Éviter toute automédication, notamment AINS, aspirine. Signaler aux professionnels de santé la prise de méthotrexate et d’Humira.

Vente associée

Appliquer du froid calme les articulations très enflammées et douloureuses. Le chaud soulage les douleurs chroniques et aide à dérouiller une articulation : Actipoche, Cold Hot… Vérifier que Madame J. a une orthèse de repos et/ou de fonction, utile pour soulager les symptômes.

Prescription

Dr R.

Rhumatologue

Hôpital H.

Mme J., 56 ans, 55 kg

Ordonnance n° 1

• Méthotrexate (Imeth) 10 mg 1 cp et demi, soit 15 mg, 1 fois par semaine en une prise le lundi.

• Acide folique 5 mg 1 cp le mercredi matin, soit 48 heures après la prise du méthotrexate.

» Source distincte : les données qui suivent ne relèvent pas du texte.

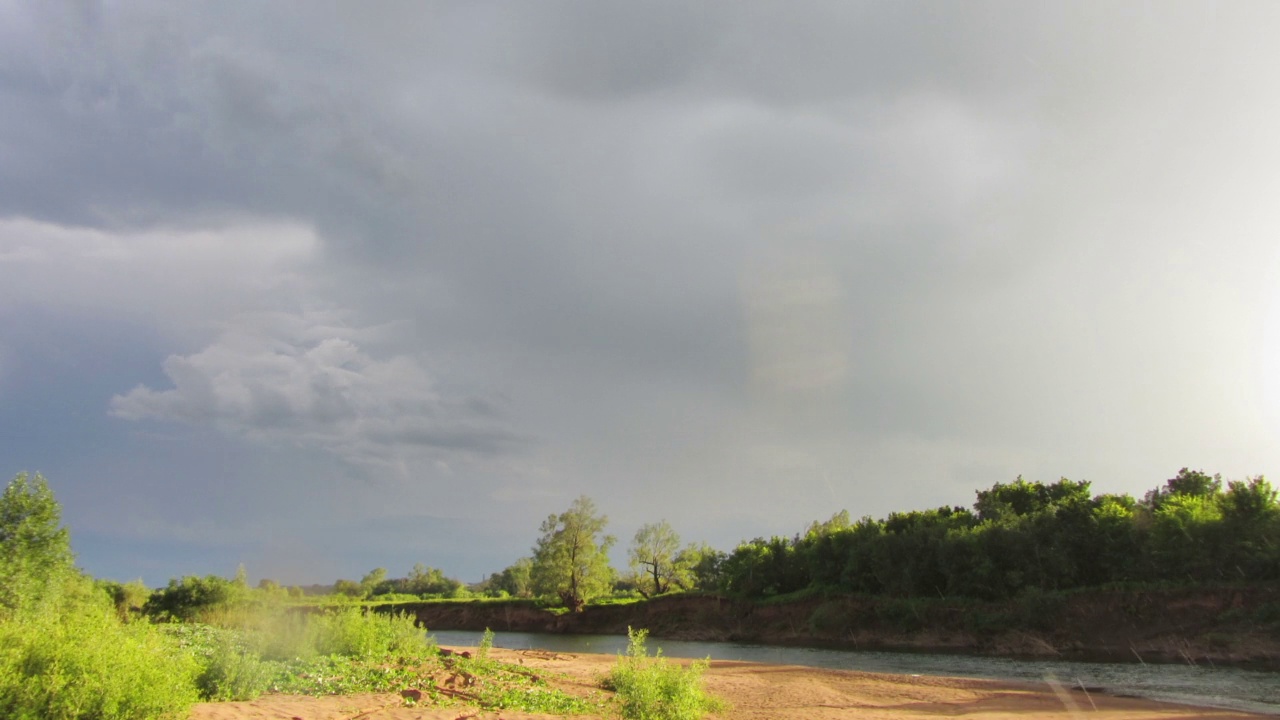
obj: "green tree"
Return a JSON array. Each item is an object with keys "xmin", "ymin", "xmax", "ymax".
[
  {"xmin": 399, "ymin": 562, "xmax": 462, "ymax": 596},
  {"xmin": 628, "ymin": 520, "xmax": 692, "ymax": 597},
  {"xmin": 0, "ymin": 473, "xmax": 74, "ymax": 615},
  {"xmin": 360, "ymin": 568, "xmax": 387, "ymax": 597},
  {"xmin": 676, "ymin": 542, "xmax": 727, "ymax": 592},
  {"xmin": 530, "ymin": 495, "xmax": 614, "ymax": 604}
]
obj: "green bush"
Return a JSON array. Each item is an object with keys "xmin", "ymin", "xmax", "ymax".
[
  {"xmin": 0, "ymin": 603, "xmax": 198, "ymax": 720},
  {"xmin": 183, "ymin": 625, "xmax": 280, "ymax": 701},
  {"xmin": 142, "ymin": 575, "xmax": 247, "ymax": 621},
  {"xmin": 311, "ymin": 607, "xmax": 435, "ymax": 657},
  {"xmin": 604, "ymin": 628, "xmax": 723, "ymax": 720}
]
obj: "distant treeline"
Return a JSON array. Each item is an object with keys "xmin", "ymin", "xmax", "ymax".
[{"xmin": 708, "ymin": 468, "xmax": 1280, "ymax": 600}]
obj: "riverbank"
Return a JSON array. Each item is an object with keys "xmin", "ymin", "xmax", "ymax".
[
  {"xmin": 191, "ymin": 648, "xmax": 1266, "ymax": 720},
  {"xmin": 379, "ymin": 587, "xmax": 1280, "ymax": 671}
]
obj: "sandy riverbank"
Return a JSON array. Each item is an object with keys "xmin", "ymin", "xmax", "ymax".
[{"xmin": 191, "ymin": 650, "xmax": 1266, "ymax": 720}]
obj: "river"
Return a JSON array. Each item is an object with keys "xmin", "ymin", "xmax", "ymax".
[{"xmin": 431, "ymin": 630, "xmax": 1280, "ymax": 715}]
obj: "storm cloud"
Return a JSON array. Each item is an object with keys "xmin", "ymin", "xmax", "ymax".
[{"xmin": 0, "ymin": 3, "xmax": 1280, "ymax": 583}]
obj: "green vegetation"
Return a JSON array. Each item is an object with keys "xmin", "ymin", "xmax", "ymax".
[
  {"xmin": 0, "ymin": 474, "xmax": 197, "ymax": 720},
  {"xmin": 530, "ymin": 496, "xmax": 614, "ymax": 611},
  {"xmin": 0, "ymin": 474, "xmax": 599, "ymax": 720},
  {"xmin": 604, "ymin": 628, "xmax": 724, "ymax": 720},
  {"xmin": 718, "ymin": 468, "xmax": 1280, "ymax": 600}
]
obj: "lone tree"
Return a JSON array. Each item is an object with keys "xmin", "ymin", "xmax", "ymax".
[
  {"xmin": 530, "ymin": 495, "xmax": 614, "ymax": 604},
  {"xmin": 0, "ymin": 473, "xmax": 76, "ymax": 616},
  {"xmin": 630, "ymin": 520, "xmax": 691, "ymax": 597}
]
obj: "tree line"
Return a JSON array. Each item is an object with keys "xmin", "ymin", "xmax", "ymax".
[
  {"xmin": 172, "ymin": 468, "xmax": 1280, "ymax": 610},
  {"xmin": 483, "ymin": 468, "xmax": 1280, "ymax": 609}
]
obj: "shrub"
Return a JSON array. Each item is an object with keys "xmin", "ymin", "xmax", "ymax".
[
  {"xmin": 0, "ymin": 603, "xmax": 198, "ymax": 720},
  {"xmin": 604, "ymin": 628, "xmax": 723, "ymax": 720},
  {"xmin": 142, "ymin": 575, "xmax": 246, "ymax": 620},
  {"xmin": 311, "ymin": 607, "xmax": 435, "ymax": 657}
]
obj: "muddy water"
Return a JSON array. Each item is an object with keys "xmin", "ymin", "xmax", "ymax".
[{"xmin": 431, "ymin": 630, "xmax": 1280, "ymax": 715}]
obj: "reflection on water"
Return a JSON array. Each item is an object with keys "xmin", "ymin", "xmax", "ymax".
[{"xmin": 431, "ymin": 630, "xmax": 1280, "ymax": 715}]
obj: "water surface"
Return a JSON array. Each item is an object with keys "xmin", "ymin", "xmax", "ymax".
[{"xmin": 431, "ymin": 630, "xmax": 1280, "ymax": 715}]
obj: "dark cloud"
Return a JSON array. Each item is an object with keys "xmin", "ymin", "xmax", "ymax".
[{"xmin": 0, "ymin": 3, "xmax": 1280, "ymax": 575}]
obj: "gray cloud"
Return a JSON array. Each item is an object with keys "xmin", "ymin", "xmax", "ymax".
[
  {"xmin": 111, "ymin": 311, "xmax": 525, "ymax": 466},
  {"xmin": 0, "ymin": 3, "xmax": 1280, "ymax": 574}
]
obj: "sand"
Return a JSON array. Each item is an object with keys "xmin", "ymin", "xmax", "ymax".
[{"xmin": 191, "ymin": 650, "xmax": 1266, "ymax": 720}]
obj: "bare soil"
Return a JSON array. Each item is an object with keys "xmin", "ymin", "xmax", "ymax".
[{"xmin": 191, "ymin": 648, "xmax": 1265, "ymax": 720}]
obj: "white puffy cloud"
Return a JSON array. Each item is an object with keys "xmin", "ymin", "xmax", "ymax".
[{"xmin": 111, "ymin": 310, "xmax": 525, "ymax": 465}]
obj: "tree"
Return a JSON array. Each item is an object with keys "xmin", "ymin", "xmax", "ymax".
[
  {"xmin": 360, "ymin": 568, "xmax": 387, "ymax": 597},
  {"xmin": 630, "ymin": 520, "xmax": 692, "ymax": 597},
  {"xmin": 0, "ymin": 473, "xmax": 74, "ymax": 615},
  {"xmin": 399, "ymin": 562, "xmax": 462, "ymax": 596},
  {"xmin": 530, "ymin": 495, "xmax": 614, "ymax": 604}
]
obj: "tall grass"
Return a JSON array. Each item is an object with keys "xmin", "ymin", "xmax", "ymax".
[
  {"xmin": 0, "ymin": 594, "xmax": 198, "ymax": 720},
  {"xmin": 604, "ymin": 628, "xmax": 724, "ymax": 720}
]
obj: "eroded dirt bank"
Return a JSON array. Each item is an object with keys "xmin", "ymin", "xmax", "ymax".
[
  {"xmin": 191, "ymin": 651, "xmax": 1262, "ymax": 720},
  {"xmin": 381, "ymin": 588, "xmax": 1280, "ymax": 670}
]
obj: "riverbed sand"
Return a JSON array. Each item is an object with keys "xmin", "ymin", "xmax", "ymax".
[{"xmin": 191, "ymin": 650, "xmax": 1265, "ymax": 720}]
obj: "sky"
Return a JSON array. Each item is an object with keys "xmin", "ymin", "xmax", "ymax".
[{"xmin": 0, "ymin": 0, "xmax": 1280, "ymax": 585}]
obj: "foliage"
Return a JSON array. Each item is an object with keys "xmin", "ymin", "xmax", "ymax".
[
  {"xmin": 0, "ymin": 473, "xmax": 76, "ymax": 616},
  {"xmin": 142, "ymin": 575, "xmax": 247, "ymax": 621},
  {"xmin": 604, "ymin": 628, "xmax": 723, "ymax": 720},
  {"xmin": 310, "ymin": 607, "xmax": 435, "ymax": 657},
  {"xmin": 628, "ymin": 520, "xmax": 694, "ymax": 597},
  {"xmin": 530, "ymin": 495, "xmax": 614, "ymax": 611},
  {"xmin": 0, "ymin": 600, "xmax": 198, "ymax": 720},
  {"xmin": 95, "ymin": 579, "xmax": 151, "ymax": 621},
  {"xmin": 718, "ymin": 468, "xmax": 1280, "ymax": 597}
]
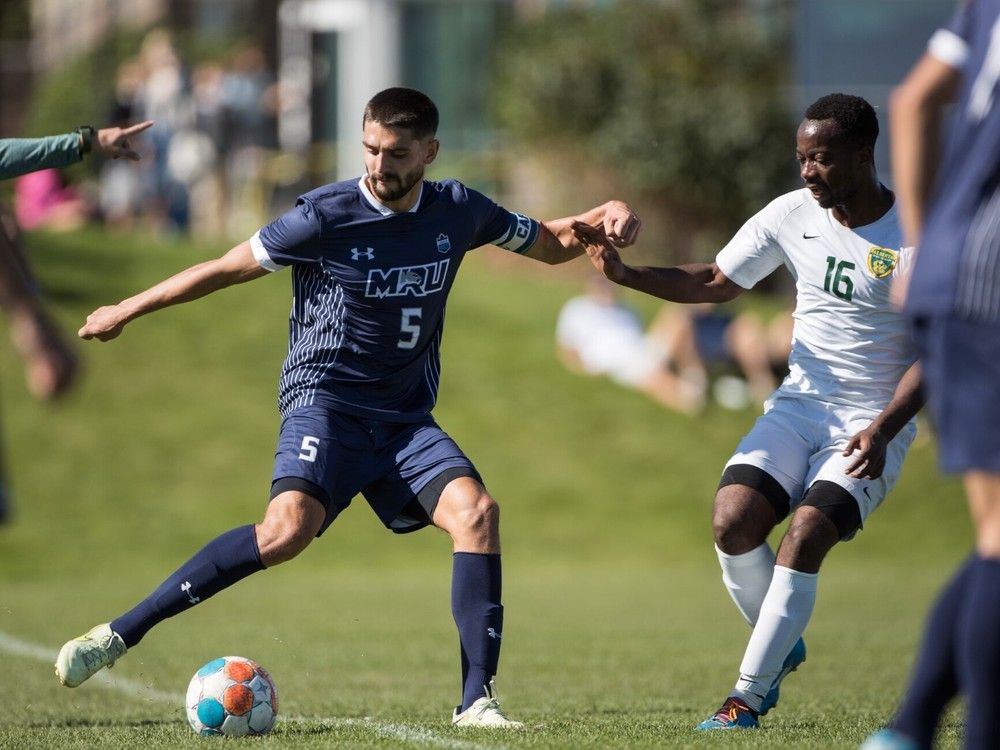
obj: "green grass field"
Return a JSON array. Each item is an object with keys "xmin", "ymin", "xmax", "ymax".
[{"xmin": 0, "ymin": 231, "xmax": 970, "ymax": 749}]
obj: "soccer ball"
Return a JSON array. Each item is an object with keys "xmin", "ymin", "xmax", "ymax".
[{"xmin": 184, "ymin": 656, "xmax": 278, "ymax": 737}]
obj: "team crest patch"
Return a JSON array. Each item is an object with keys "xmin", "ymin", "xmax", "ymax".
[{"xmin": 868, "ymin": 247, "xmax": 899, "ymax": 279}]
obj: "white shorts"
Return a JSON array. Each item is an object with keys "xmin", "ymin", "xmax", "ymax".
[
  {"xmin": 608, "ymin": 336, "xmax": 664, "ymax": 388},
  {"xmin": 726, "ymin": 394, "xmax": 917, "ymax": 523}
]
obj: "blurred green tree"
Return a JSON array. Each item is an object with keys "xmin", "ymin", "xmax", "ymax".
[{"xmin": 496, "ymin": 0, "xmax": 795, "ymax": 256}]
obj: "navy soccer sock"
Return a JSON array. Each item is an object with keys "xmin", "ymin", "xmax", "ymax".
[
  {"xmin": 958, "ymin": 557, "xmax": 1000, "ymax": 750},
  {"xmin": 892, "ymin": 558, "xmax": 975, "ymax": 748},
  {"xmin": 451, "ymin": 552, "xmax": 503, "ymax": 711},
  {"xmin": 111, "ymin": 524, "xmax": 264, "ymax": 648}
]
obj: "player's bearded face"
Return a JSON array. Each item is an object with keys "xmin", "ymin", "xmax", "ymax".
[
  {"xmin": 364, "ymin": 122, "xmax": 437, "ymax": 203},
  {"xmin": 795, "ymin": 120, "xmax": 864, "ymax": 208},
  {"xmin": 368, "ymin": 164, "xmax": 424, "ymax": 202}
]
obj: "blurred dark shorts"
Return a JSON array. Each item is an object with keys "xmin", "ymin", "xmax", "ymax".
[
  {"xmin": 913, "ymin": 316, "xmax": 1000, "ymax": 473},
  {"xmin": 271, "ymin": 406, "xmax": 482, "ymax": 536},
  {"xmin": 691, "ymin": 312, "xmax": 733, "ymax": 365}
]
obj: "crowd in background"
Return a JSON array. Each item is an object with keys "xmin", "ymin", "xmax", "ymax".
[{"xmin": 14, "ymin": 29, "xmax": 278, "ymax": 237}]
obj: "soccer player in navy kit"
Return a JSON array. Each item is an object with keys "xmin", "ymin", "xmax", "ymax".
[
  {"xmin": 864, "ymin": 0, "xmax": 1000, "ymax": 750},
  {"xmin": 56, "ymin": 88, "xmax": 640, "ymax": 728}
]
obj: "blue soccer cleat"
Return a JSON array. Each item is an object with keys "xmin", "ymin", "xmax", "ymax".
[
  {"xmin": 861, "ymin": 729, "xmax": 919, "ymax": 750},
  {"xmin": 695, "ymin": 695, "xmax": 760, "ymax": 732},
  {"xmin": 760, "ymin": 638, "xmax": 806, "ymax": 716}
]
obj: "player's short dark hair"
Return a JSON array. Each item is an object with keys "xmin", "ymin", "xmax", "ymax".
[
  {"xmin": 361, "ymin": 86, "xmax": 438, "ymax": 138},
  {"xmin": 806, "ymin": 94, "xmax": 878, "ymax": 148}
]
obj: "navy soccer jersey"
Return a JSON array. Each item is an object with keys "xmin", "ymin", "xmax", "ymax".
[
  {"xmin": 250, "ymin": 178, "xmax": 539, "ymax": 422},
  {"xmin": 907, "ymin": 0, "xmax": 1000, "ymax": 323}
]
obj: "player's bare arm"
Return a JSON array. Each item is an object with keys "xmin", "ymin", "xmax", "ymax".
[
  {"xmin": 524, "ymin": 201, "xmax": 642, "ymax": 265},
  {"xmin": 573, "ymin": 223, "xmax": 743, "ymax": 303},
  {"xmin": 78, "ymin": 241, "xmax": 268, "ymax": 341},
  {"xmin": 844, "ymin": 362, "xmax": 924, "ymax": 479}
]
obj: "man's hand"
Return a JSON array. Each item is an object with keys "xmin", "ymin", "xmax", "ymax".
[
  {"xmin": 77, "ymin": 305, "xmax": 128, "ymax": 341},
  {"xmin": 602, "ymin": 201, "xmax": 642, "ymax": 247},
  {"xmin": 94, "ymin": 120, "xmax": 153, "ymax": 161},
  {"xmin": 843, "ymin": 426, "xmax": 889, "ymax": 479},
  {"xmin": 573, "ymin": 221, "xmax": 628, "ymax": 284}
]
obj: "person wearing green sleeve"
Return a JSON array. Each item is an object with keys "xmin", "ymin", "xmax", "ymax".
[
  {"xmin": 0, "ymin": 120, "xmax": 153, "ymax": 524},
  {"xmin": 0, "ymin": 120, "xmax": 153, "ymax": 180}
]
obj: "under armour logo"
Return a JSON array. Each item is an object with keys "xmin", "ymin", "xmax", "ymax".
[{"xmin": 181, "ymin": 581, "xmax": 201, "ymax": 604}]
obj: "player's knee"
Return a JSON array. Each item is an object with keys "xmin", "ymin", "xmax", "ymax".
[
  {"xmin": 256, "ymin": 495, "xmax": 324, "ymax": 567},
  {"xmin": 257, "ymin": 519, "xmax": 315, "ymax": 567},
  {"xmin": 712, "ymin": 485, "xmax": 777, "ymax": 555},
  {"xmin": 778, "ymin": 506, "xmax": 840, "ymax": 573},
  {"xmin": 458, "ymin": 490, "xmax": 500, "ymax": 538},
  {"xmin": 712, "ymin": 505, "xmax": 752, "ymax": 555}
]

• Prednisone (Cortancyl) 5 mg 3 cp par jour pendant 1 mois, puis 2 cp par jour.

Traitement pour 3 mois.

Ordonnance n° 2

Ordonnance d’exception

• Adalimumab (Humira) stylo prérempli 40 mg 1 injection de 40 mg toutes les deux semaines en sous-cutanée

Traitement pour 3 mois.

La patiente me demande

« Si le corticoïde ne suffit pas, puis-je prendre de l’ibuprofène ? »

Non, il est préférable d’éviter d’associer un anti-inflammatoire aux corticoïdes, en tout cas hors prescription, pour ne pas majorer les effets indésirables digestifs(1). En cas de douleur importante, vous pouvez prendre du paracétamol codéiné par exemple en attendant les recommandations du médecin.

(1) Par ailleurs, l’association d’AINS ou d’aspirine à dose antalgique ou anti-inflammatoire au méthotrexate majore sa toxicité hématologique. Cette association est déconseillée pour des doses de méthotrexate supérieures à 20 mg par semaine.